Tahul retrousse les babines, je la calme d'une rapide caresse sur le museau. Ce comportement peut nous conduire à la mort, on ne menace pas la famille royale. Heureusement, la mère d'Alya me toise.

- Pourquoi le saurais-je ?

Elle s'approche jusqu'à ce que ses pupilles brunes deviennent le centre de mon attention.

- Comme l'a si bien dit ma fille, tu es prétendante au trône. Tu pourrais vouloir lui ravir son titre et sa vie.

Je me pince les lèvres et m'oblige à rester de marbre.

- Mais une créature telle que toi, son regard me jauge et me scanne, ne pourra jamais prétendre au siège royal. Ta place se trouve au milieu des déchets de la Terre des Oubliés. Sans mon défunt mari, que Terre-Mère veille sur son âme, tu y pourrirais depuis longtemps ! Ta traînée de mère l'a envoûté par sa magie obscure et tu es le rejeton abject de cette union contre nature.
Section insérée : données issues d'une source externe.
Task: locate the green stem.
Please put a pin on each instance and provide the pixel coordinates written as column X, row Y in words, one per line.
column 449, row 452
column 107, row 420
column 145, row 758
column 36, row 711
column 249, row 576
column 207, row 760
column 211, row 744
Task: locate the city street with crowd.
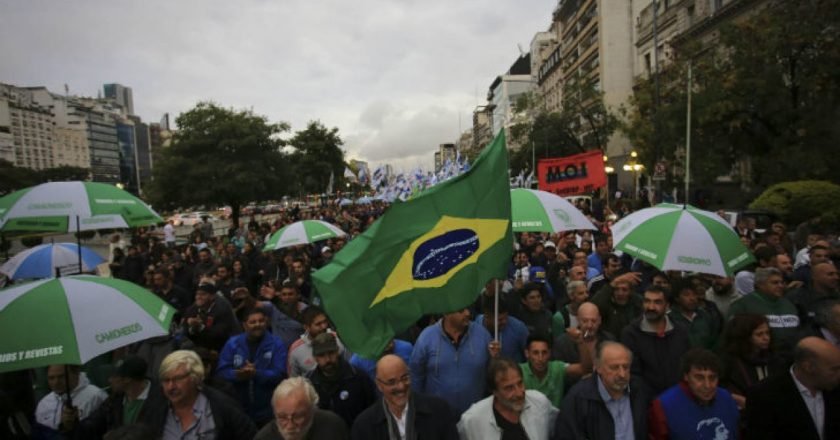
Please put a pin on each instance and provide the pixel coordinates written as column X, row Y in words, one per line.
column 592, row 343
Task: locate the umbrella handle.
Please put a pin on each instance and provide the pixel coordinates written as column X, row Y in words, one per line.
column 67, row 385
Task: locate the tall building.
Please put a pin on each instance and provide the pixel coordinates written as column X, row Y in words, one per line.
column 505, row 91
column 597, row 46
column 129, row 175
column 122, row 95
column 142, row 137
column 31, row 128
column 679, row 21
column 7, row 141
column 70, row 143
column 545, row 67
column 446, row 152
column 482, row 128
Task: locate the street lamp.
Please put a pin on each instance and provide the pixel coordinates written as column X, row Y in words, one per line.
column 636, row 168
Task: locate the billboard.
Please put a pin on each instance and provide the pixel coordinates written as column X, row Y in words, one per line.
column 572, row 175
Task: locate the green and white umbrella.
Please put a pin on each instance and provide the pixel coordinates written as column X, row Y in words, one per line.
column 71, row 320
column 302, row 232
column 56, row 206
column 541, row 211
column 677, row 237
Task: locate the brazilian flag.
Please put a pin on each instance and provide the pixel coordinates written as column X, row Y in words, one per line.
column 431, row 254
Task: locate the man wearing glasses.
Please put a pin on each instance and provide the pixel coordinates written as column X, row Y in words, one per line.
column 297, row 417
column 401, row 414
column 195, row 412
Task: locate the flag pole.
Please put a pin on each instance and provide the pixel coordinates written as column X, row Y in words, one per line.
column 496, row 312
column 79, row 243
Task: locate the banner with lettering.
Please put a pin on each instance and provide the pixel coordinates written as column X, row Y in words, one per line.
column 572, row 175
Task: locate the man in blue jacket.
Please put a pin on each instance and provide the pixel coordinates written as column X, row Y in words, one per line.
column 449, row 360
column 255, row 363
column 696, row 407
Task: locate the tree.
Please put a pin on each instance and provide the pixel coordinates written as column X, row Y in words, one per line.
column 221, row 156
column 584, row 123
column 317, row 154
column 768, row 91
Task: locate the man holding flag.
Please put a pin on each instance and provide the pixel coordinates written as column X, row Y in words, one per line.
column 430, row 255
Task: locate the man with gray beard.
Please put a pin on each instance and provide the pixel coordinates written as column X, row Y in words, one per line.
column 402, row 414
column 297, row 417
column 512, row 412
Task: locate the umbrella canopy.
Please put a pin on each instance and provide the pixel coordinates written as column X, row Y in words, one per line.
column 43, row 260
column 71, row 320
column 302, row 232
column 54, row 207
column 541, row 211
column 678, row 237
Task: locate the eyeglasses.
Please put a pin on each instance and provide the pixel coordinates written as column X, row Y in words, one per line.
column 173, row 379
column 296, row 418
column 404, row 379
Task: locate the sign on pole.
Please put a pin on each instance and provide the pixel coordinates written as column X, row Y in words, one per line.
column 572, row 175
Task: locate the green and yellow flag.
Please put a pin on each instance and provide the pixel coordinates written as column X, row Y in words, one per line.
column 431, row 254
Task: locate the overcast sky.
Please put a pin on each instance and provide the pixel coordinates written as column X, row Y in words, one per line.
column 396, row 77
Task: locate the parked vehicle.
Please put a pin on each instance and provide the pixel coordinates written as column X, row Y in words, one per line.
column 191, row 218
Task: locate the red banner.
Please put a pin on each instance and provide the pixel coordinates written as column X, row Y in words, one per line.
column 572, row 175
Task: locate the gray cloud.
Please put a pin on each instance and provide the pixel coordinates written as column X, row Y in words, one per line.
column 392, row 75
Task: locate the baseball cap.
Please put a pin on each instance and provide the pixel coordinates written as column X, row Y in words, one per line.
column 132, row 367
column 323, row 344
column 537, row 274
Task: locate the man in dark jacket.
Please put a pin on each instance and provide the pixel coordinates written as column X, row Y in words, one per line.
column 657, row 343
column 428, row 417
column 297, row 416
column 788, row 405
column 609, row 402
column 133, row 401
column 210, row 321
column 200, row 411
column 618, row 304
column 173, row 294
column 341, row 388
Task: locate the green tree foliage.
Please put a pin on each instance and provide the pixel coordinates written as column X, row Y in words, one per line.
column 583, row 124
column 770, row 90
column 317, row 153
column 221, row 156
column 796, row 202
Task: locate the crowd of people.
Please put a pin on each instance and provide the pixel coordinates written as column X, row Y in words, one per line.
column 592, row 343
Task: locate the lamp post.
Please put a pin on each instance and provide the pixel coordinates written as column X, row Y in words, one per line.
column 609, row 170
column 635, row 167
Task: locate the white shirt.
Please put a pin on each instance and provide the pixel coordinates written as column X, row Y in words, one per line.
column 802, row 257
column 401, row 421
column 169, row 233
column 814, row 403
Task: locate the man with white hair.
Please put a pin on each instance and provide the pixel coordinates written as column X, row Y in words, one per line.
column 297, row 417
column 195, row 411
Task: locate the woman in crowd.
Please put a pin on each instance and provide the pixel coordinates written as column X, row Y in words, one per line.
column 749, row 360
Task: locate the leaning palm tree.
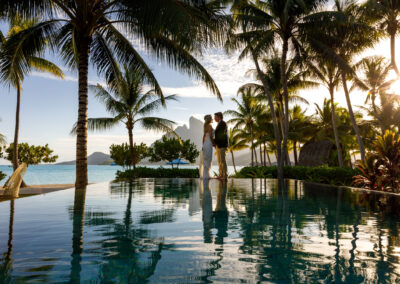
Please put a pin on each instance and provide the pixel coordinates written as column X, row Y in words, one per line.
column 297, row 80
column 236, row 143
column 129, row 104
column 329, row 75
column 18, row 65
column 375, row 70
column 245, row 115
column 387, row 15
column 338, row 36
column 100, row 32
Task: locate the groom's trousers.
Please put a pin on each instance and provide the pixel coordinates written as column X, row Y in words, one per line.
column 223, row 168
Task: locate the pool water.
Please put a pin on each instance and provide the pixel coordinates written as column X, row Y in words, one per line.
column 189, row 231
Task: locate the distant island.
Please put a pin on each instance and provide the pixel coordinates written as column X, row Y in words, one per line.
column 193, row 132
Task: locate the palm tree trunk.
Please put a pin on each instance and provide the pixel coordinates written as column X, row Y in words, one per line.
column 334, row 126
column 393, row 52
column 16, row 131
column 274, row 120
column 269, row 159
column 233, row 162
column 131, row 147
column 81, row 129
column 255, row 155
column 352, row 118
column 286, row 99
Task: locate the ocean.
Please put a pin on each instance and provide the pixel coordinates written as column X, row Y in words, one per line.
column 65, row 174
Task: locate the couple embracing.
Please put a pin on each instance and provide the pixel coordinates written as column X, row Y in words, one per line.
column 217, row 138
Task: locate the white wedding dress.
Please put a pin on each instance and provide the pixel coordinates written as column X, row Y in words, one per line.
column 206, row 158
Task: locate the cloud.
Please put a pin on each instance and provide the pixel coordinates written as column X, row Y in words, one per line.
column 65, row 146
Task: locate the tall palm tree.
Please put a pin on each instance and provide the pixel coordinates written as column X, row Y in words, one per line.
column 329, row 75
column 245, row 115
column 387, row 13
column 300, row 128
column 251, row 21
column 129, row 104
column 296, row 80
column 338, row 36
column 17, row 65
column 94, row 31
column 236, row 143
column 375, row 71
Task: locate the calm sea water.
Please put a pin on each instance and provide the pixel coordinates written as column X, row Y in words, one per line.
column 61, row 174
column 187, row 231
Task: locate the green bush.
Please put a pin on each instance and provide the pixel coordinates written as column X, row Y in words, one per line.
column 327, row 175
column 2, row 176
column 143, row 172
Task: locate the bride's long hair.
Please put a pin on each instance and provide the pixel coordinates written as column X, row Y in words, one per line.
column 207, row 122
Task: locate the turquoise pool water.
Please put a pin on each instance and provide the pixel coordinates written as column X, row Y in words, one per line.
column 186, row 231
column 65, row 174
La Terre des Oubliés ; autrement dit une terre de glace et de mort où les pires représentants d'Estrellia sont jetés. Les criminels et les difformes, ces disgracieux qui n'entrent pas dans les cases si parfaites du pays.
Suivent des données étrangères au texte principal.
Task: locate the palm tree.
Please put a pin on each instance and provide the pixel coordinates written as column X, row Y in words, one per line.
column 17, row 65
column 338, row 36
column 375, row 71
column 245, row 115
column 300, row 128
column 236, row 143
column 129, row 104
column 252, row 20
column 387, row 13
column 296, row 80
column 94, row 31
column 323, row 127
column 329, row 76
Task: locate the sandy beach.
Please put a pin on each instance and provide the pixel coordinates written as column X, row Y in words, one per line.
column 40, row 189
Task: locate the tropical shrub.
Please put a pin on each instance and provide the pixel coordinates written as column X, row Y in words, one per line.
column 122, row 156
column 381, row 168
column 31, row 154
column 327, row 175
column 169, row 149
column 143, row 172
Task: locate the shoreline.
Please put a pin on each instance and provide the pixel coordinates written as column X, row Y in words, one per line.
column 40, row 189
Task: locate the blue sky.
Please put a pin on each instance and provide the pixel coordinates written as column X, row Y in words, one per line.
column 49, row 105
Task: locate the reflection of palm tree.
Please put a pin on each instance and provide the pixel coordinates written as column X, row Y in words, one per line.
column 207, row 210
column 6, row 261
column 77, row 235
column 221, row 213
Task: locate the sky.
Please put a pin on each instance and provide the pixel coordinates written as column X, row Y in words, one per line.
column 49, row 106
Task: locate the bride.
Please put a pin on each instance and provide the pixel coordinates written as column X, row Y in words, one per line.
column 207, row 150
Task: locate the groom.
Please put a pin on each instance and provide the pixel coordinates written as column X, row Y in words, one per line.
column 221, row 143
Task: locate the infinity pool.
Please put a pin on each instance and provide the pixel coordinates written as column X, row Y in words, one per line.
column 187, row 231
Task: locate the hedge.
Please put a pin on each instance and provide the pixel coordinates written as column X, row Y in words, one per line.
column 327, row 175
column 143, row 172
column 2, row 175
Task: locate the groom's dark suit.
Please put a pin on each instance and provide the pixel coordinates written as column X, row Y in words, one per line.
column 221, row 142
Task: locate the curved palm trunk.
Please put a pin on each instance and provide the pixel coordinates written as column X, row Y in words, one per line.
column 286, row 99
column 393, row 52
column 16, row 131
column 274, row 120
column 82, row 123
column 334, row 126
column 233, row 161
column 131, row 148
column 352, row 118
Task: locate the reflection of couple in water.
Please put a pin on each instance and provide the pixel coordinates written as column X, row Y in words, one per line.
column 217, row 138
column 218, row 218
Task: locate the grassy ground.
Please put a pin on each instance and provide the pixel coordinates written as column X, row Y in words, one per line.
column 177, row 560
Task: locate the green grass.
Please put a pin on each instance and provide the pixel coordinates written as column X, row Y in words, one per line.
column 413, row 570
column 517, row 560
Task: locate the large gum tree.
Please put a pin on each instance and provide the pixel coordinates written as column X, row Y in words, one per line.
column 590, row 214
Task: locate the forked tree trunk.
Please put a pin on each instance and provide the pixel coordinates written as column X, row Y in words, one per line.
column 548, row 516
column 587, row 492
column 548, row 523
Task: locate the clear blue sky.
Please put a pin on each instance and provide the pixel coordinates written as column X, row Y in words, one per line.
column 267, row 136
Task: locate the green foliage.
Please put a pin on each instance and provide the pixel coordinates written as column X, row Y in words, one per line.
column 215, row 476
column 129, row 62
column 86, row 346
Tahul se cale entre mes doigts, le poil ébouriffé. Je me force à rester impassible, mais la dague tranchante de ses paroles, aiguisées comme les serres d'un aigle, me poignarde en plein cœur. Je me dégage de sa poigne et me frappe la poitrine.
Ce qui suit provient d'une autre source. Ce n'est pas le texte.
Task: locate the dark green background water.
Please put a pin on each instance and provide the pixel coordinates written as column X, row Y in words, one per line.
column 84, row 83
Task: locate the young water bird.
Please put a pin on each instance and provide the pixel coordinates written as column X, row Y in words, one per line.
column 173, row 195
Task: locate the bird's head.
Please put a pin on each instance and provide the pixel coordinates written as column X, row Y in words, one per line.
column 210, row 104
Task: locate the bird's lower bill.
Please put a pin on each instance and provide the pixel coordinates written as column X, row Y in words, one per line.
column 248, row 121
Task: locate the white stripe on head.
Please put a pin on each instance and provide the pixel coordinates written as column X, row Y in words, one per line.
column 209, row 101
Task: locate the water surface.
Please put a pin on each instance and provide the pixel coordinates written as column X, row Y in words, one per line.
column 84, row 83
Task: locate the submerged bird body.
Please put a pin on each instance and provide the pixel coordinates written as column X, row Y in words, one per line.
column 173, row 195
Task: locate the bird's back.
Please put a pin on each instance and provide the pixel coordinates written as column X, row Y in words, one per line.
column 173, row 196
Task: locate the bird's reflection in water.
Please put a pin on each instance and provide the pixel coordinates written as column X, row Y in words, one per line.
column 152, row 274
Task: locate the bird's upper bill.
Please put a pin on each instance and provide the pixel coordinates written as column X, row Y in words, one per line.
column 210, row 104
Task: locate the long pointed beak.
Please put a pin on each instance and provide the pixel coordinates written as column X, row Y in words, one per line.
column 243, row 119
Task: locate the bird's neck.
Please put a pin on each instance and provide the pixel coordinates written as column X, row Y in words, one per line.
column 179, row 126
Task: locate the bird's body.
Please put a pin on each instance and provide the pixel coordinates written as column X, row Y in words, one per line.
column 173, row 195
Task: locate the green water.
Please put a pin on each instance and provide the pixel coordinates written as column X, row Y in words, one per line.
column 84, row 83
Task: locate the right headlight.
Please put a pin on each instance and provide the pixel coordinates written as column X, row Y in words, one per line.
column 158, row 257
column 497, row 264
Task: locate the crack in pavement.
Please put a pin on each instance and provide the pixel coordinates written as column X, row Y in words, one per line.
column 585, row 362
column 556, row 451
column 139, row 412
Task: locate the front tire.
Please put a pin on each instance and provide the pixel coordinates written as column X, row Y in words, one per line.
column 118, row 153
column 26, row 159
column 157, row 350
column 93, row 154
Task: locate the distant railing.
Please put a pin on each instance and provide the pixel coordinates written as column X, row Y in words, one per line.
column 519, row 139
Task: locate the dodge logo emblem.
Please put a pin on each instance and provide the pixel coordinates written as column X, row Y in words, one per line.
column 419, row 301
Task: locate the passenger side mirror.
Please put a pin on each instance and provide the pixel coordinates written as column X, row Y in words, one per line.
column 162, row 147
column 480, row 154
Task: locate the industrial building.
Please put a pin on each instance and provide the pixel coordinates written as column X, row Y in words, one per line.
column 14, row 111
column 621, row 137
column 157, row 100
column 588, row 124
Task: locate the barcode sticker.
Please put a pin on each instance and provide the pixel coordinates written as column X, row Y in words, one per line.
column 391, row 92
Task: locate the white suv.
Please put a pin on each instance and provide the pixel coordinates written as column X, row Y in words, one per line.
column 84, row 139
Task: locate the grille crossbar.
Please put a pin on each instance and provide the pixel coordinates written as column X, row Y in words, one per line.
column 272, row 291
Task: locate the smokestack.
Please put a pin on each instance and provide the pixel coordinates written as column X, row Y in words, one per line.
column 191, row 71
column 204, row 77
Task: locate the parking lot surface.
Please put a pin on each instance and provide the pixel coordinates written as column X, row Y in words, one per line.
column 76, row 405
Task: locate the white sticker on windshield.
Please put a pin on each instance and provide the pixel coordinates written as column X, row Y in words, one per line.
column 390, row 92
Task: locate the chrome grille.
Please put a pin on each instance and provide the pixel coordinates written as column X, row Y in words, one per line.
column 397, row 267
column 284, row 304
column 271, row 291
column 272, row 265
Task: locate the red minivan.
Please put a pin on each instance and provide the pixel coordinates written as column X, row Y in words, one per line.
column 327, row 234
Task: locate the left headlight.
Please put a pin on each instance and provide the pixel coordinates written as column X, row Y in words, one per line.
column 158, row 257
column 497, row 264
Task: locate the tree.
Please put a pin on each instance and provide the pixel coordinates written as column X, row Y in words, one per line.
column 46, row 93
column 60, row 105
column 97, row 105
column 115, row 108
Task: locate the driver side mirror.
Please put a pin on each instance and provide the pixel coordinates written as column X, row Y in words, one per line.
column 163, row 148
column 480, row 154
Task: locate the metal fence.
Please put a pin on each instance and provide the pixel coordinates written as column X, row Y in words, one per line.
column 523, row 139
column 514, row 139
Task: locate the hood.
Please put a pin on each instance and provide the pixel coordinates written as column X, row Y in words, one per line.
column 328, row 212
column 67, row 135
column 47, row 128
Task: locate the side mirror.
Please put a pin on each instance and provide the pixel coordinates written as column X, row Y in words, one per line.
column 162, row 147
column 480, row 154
- Ma vie est dédiée à ma sœur, Régente.

Elle se penche davantage.

- Tu connais la sanction réservée aux traîtres de ton espèce ! Si tu oses mentir, la corde t'attendra au bout du chemin et je m'arrangerai à ce que ton agonie soit d'une lenteur exquise.

Une main agrippe mon coude.

- Ma Dame, bien qu'il m'en coûte de l'admettre, Miruhiro ne ferait rien qui puisse nuire à l'Impératrice. Permettez-nous d'aller chercher l'antidote qui la guérira. Je la surveillerai si cela peut vous rassurer.

Incapable d'esquisser un geste, sous le choc des propos odieux, je sors de la pièce, traînée par Thizay après un hochement de la Régente. Je sais que je ne suis pas la bienvenue dans la vie d'Alya et que sa mère rêve de me voir six pieds sous terre, mais je ne pensais pas qu'elle me haïssait autant. Le corps aussi lourd que la pierre, le métamorphe me guide jusqu'au balcon. Tahul se change à nouveau en albatros pendant que Thizay enlève ses vêtements. Bouleversée par ces insinuations grotesques, je monte sur le dos de mon anima'sœur dans un état second. Un coup de patte me fait baisser la tête et Thizay, changé en caracal, aplatit ses oreilles sur son crâne en montrant les crocs.

- Comme si mes sentiments t'importaient, murmuré-je en me couchant sur l'encolure de Tahul.

Elle prend son élan pour décoller et le corps balloté par les secousses, je ferme les yeux. Je suis fatiguée, lasse de devoir me justifier à longueur de journée. Le rejet et l'animosité broient mon cœur alors que la seule chose qui m'importe réellement dans ce monde est la santé et le bonheur d'Alya.

Le vent frais me fait ouvrir les yeux et le soleil incandescent de midi me brûle. La chaleur assommante d'Estrellia me drape d'une étreinte glaciale. Ce froid polaire m'envahit davantage à chaque confrontation avec la Régente. Tahul abaisse son altitude pour se retrouver au côté de Thizay qui galope dans la plaine d'Ozme. Un regard derrière moi m'indique qu'Écouflant, la capitale, n'est plus qu'un point entre deux collines.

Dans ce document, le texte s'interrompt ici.